Nice post. I’ve been using a similar StockRank driven strategy for almost five years and so these are my suggestions.

First, having a sell rule when the StockRank drops below 90 will tend to cut good momentum plays out too early. Academic research shows that of all the factors, Momentum is the most powerful over the long term. This is also backed up Stockopedia’s own performance graphs, which show Momentum generally out-performing Value and Quality:

https://www.stockopedia.com/stockranks/performance/?exchanges=LSE%2CISD&field=_MomentumScore_lo∩=10&period=1&buckets=deciles

Indeed, for UK stocks over the past five years Momentum has outperformed even the combined StockRank. Momentum will not always prevail, but in the long term it is the key ingredient. My single most important advice for new investors it is to run your winners.

Related to this, I am not convinced of the value of having a 20% profit target per stock. Analysis of my own performance over the past five years shows that 68% of my profits have come from the small number of stock picks (just 6%) that have more than doubled in value. In my view, the more moderate gainers simply serve to off-set your losses – the profitability of this kind of strategy is made trying and get in the mix with the big gainers that go on to double or multi-bag.

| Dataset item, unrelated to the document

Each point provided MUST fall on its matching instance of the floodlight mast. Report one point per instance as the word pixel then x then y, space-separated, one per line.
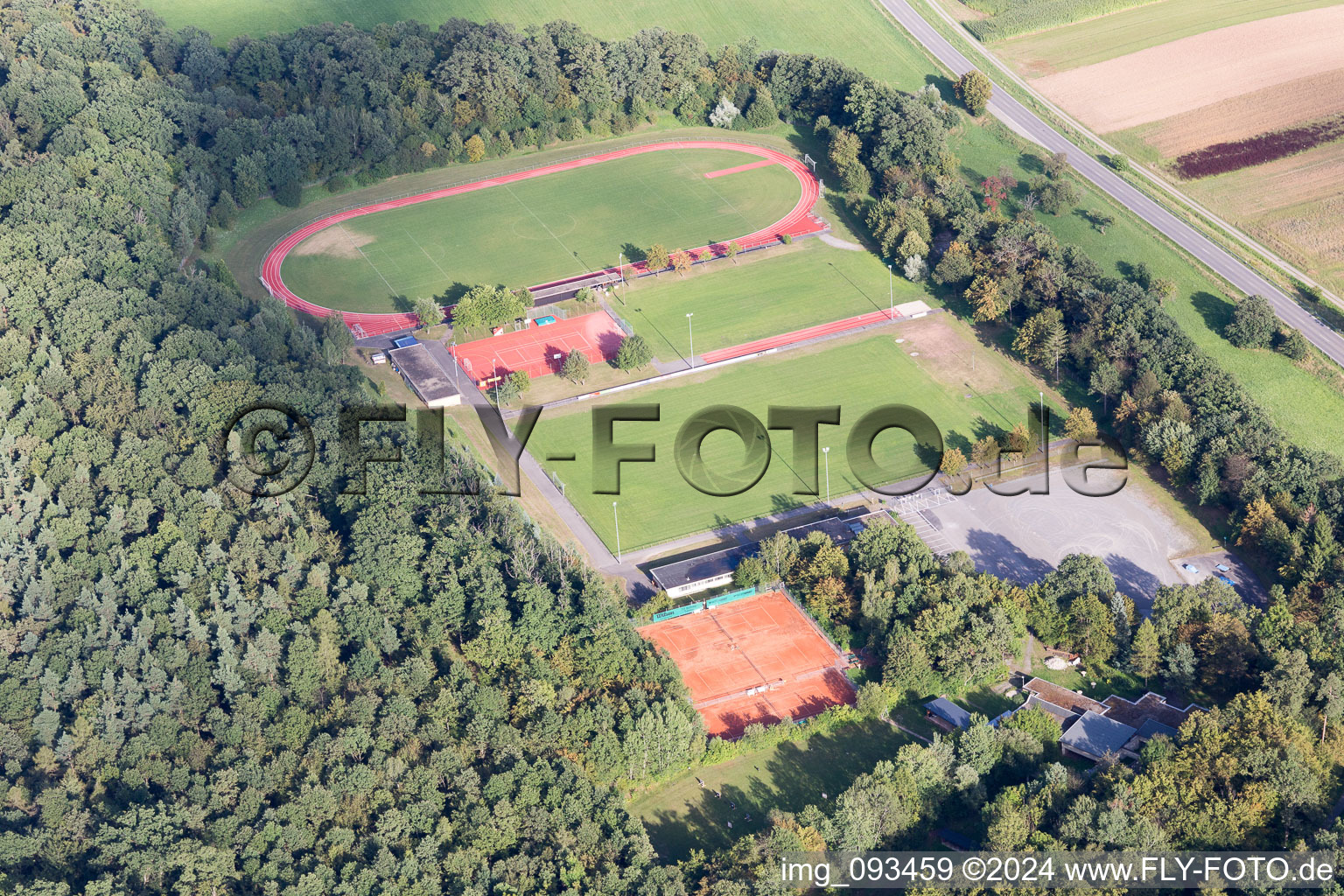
pixel 825 453
pixel 691 332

For these reasons, I only look to sell once the StockRank falls below 80, but I will keep holding if the stock shows signs of continued momentum (i.e. a Momentum rank over 80). When a stock reaches 100% gain I sell half my holdings to lock in some profits but the rest I will keep running for as long as the momentum holds.

My final observation is about the apparent asymmetry between your buy and sell rules. If I understand, you only buy on one day each quarter year whereas you might sell anytime if certain sell rules are met. This will tend to reduce your market exposure throughout each quarter. Furthermore, your tight stop strategy will tend to take you out of positions during small market corrections and by the time your strategy allows you to buy, the market have well have recovered. In other words, your strategy will tend to reduce your exposure just at the point when you should be increasing it.

I use a monthly review strategy which limits trading to one day in the month. If a sell rule has been hit I replace it with something else right away. The only exception to this if a stock has a profit warning in which case I sell immediately (and then replace it with something else).